Apparently it all got far worse when he was forced into early retirement (another story.) Suddenly, he had every day free to comb local thrift stores and yard sales and demolition sites, adding to his stores of …well, everything. He needed more pressure cookers to put in the abandoned boat, of course, brass animals to fill the dilapitated trailer next to the A-Frame full of clocks and Victorian pornography, boards to cover the ten-foot heap of gravel he’d “scored” when they tore down a nearby church, and that’s to say nothing of the three book sheds, “greenhouse,” and kitchen equipment lean-to. The yard was pocked with abandoned pieces of machinery, bales of hay, broken-down vehicles and the odd armchair. The house – a onetime modest 1950 ranch, now a sort of low-rent Winchester mansion – was needless to say packed to the gills with clocks, books, swords, the occasional power tool, kitchen gadgetry and bags of licorice. Naturally, he’d built a separate annex for the deep-freeze, and regularly replenished its stores at a nearby grocery store that stocked only defective and out-of-date provisions. Gold and other precious metals were, of course, melted into ingots and buried somewhere under the house.

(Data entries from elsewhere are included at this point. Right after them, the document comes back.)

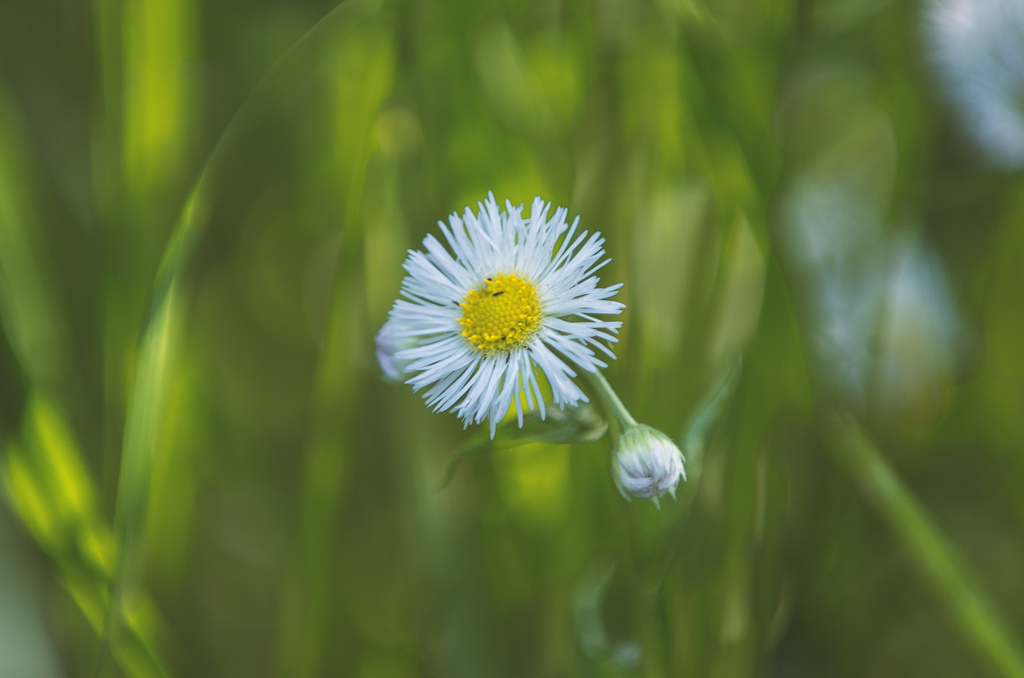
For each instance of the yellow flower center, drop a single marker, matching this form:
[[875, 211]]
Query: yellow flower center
[[501, 315]]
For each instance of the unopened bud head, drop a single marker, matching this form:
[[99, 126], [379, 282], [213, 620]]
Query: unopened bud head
[[646, 463]]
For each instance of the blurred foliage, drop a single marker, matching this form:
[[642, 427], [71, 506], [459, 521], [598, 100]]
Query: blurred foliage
[[204, 210]]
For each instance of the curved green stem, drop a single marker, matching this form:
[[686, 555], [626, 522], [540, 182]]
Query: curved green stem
[[613, 401]]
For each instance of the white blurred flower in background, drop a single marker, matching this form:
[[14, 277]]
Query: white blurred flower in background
[[977, 47], [882, 315]]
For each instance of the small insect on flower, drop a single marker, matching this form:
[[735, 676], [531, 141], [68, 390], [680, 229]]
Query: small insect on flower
[[514, 293]]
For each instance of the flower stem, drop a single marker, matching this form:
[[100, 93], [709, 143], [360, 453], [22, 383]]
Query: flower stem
[[933, 554], [612, 400]]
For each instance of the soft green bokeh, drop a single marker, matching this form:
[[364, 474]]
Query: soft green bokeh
[[204, 211]]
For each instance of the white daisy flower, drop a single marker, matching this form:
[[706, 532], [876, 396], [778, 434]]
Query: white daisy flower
[[514, 293]]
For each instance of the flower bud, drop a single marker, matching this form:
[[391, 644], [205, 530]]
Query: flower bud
[[646, 463], [387, 347]]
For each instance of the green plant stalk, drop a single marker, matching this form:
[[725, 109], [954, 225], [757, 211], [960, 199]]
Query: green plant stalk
[[611, 398], [932, 553]]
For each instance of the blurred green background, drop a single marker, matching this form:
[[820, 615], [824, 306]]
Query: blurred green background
[[204, 210]]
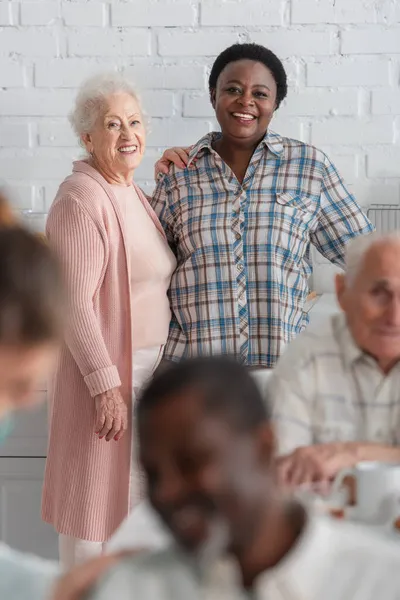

In some ways, his mania was more wide-reaching than that of the typical, Collyer-brothers-style hoarder (or, say, my dad’s grandmother, whose Bronx apartment was crammed with old newspapers or soiled paper napkins.) His love was a bargain, loosely-defined. And, as is usual with hoarders, he could not part with a single treasure, be it a ten-year-old SAT prep book (“might be useful for your cousin!”), a plastic doll that he’d protest was “imported – from Taiwan!” or the XXL cotton housecoat he’d thought I might be able to “make into something.”

According to the UPI piece, hoarders are a source of shame and embarrassment to their children, sometimes to the extend that as teens they leave home. In the case of my grandpa, the greatest sufferer was surely his wife. Grandma Yumma’s eyes would fill with tears of resignation when the car pulled up, laden with another hundred discarded microwave cookbooks, a love seat, perhaps a kiddie pool. Her days were spent in fruitless fight against the clutter, the chaos, the ever-encroaching walls of junk. What seemed to us kids a wonderland of musty playhouses and mysterious treasures became, as we aged, a symbol of her defeat. When my grandparents died, in quick succession, the catharsis was swift and unsentimental. The Salvation Army made trip after pickup trip; movers shlepped dumpster after dumpster of gravel and detritus; towers came for the trailer, the cars, the boat. Some artist made a traveling exhibition with the thousands of books. Decades of craziness were erased in a matter of weeks, and yet the ghosts of all that junk somehow manage to haunt all of us still. Says a psychiatrist in the UPI article, getting hoarders to clear out their stuff is “a very challenging process.” He has no idea.